Some thoughts about organizing for collective action
By
Andrew Sutter
on Tuesday, August 19 2014 - 19:33pm
May I suggest that collective action for degrowth needn't -- and probably shouldn't -- only include activism directed toward degrowth per se. In most places, there are quite a number of other things that have to change in order for degrowth to be implemented. (To clarify: I'm speaking in this post mainly about implementing new public policies, in contrast to private initiatives such as voluntary simplicity.)
For example, where I live, there are such diverse needs as (i) improving labor arrangements and support systems (day care, etc.) so that working people will find it easier to raise families, (ii) avoiding or even pulling out of certain free trade agreements, and (iii) making the electoral system more democratic. The coalitions supporting each of these propositions will often be quite different, even though there may be some overlaps. The constituencies who must be persuaded in order to change them will also often be different -- sometimes citizens, sometimes employers, sometimes bureaucrats, sometimes politicians, sometimes a mix of these and others.

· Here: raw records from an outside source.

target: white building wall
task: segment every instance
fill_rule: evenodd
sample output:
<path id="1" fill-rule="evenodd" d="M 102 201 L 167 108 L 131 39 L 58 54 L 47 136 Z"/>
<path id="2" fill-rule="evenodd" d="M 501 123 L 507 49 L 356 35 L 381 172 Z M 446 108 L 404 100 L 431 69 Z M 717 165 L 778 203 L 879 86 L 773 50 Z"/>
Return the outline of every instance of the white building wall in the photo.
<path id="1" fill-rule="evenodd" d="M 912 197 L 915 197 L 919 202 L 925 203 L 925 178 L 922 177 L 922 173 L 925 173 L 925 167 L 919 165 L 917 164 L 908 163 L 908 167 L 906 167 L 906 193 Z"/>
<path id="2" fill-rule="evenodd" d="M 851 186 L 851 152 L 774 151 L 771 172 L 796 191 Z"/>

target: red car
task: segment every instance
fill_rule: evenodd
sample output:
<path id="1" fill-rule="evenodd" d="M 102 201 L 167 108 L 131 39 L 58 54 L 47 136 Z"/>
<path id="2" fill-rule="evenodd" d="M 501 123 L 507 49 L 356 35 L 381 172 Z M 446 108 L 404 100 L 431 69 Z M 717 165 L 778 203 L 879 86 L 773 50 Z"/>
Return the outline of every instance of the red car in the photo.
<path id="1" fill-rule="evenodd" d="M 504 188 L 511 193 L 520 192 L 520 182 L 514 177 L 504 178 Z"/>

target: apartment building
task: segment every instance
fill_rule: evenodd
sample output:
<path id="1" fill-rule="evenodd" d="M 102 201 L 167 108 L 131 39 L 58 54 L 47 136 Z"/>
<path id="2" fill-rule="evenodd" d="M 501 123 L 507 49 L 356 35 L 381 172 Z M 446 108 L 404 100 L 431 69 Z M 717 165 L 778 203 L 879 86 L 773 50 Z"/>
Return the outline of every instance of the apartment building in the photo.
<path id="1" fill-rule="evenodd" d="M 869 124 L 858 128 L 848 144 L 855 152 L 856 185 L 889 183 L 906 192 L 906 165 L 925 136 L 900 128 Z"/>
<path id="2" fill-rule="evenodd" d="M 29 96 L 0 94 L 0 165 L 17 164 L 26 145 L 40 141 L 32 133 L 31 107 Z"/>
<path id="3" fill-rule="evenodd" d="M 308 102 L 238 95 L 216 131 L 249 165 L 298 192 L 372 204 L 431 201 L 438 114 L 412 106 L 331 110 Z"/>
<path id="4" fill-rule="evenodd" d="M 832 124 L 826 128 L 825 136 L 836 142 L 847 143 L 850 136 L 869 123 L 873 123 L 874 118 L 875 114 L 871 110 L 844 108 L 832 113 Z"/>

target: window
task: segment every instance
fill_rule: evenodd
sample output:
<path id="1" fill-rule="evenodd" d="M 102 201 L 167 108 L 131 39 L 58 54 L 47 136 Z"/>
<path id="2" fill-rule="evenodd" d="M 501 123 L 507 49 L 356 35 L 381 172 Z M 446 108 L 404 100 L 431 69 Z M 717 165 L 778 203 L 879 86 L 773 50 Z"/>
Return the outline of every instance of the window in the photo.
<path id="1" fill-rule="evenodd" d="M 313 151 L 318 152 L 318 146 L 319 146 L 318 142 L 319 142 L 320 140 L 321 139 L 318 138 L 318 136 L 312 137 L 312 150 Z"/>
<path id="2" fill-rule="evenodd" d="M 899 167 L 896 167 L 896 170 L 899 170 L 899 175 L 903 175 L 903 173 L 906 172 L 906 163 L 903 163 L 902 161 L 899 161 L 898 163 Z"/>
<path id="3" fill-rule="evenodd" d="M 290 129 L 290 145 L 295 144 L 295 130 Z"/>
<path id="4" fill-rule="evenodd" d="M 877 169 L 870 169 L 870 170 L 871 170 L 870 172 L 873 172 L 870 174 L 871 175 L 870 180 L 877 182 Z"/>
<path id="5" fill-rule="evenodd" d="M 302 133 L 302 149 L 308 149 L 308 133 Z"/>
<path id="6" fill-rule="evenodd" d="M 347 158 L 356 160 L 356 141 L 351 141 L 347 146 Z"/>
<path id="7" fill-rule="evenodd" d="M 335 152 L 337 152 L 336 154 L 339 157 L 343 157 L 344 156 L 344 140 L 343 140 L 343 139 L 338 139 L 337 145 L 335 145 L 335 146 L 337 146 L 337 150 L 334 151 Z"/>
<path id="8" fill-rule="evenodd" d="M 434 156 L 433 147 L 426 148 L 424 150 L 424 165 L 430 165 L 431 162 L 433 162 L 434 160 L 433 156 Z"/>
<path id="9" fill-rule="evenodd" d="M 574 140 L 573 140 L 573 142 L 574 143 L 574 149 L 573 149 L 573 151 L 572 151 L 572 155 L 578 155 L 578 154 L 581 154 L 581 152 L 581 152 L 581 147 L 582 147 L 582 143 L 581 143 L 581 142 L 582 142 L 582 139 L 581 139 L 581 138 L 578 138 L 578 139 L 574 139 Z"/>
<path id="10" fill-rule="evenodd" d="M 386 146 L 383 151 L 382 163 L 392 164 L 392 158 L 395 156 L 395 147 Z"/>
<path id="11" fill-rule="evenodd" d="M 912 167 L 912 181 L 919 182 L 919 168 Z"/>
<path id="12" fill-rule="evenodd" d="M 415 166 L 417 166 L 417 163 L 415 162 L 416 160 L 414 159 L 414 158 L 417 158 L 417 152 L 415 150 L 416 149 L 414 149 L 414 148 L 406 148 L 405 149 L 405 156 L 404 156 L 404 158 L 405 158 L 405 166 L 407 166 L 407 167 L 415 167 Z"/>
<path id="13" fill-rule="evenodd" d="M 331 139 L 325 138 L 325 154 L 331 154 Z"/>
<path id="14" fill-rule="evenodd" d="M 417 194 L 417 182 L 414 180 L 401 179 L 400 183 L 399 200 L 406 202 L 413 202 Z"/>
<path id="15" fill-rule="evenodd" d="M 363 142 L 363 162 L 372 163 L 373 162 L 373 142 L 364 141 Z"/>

When you target degrowth directly, you are often aiming only for an overlap constituency among citizens. But you can't make degrowth more than a slogan unless you get these local, heterogeneous obstacles out of the way. That goes for private initiatives, too: they may have little or no effect if public policy is pointed in the opposite direction.
So among the tasks for activists are (i) identifying these roadblock policies, and (ii) creating an action plan for removing them. My own point of departure in approaching these issues is that degrowth is most likely to be implementable at a country-by-country level, and that the roadblocks will vary a lot according to a country's specific situation. I know little enough about Europe to be at best agnostic about the chances for success of a Europe-wide movement; to my outsider's eyes, Germany, Greece and Bulgaria, for example, seem to be quite differently situated. But obviously, the more transnational the level at which you want to implement degrowth, the greater the number and complexity of the particular obstacles you need to assess and remove.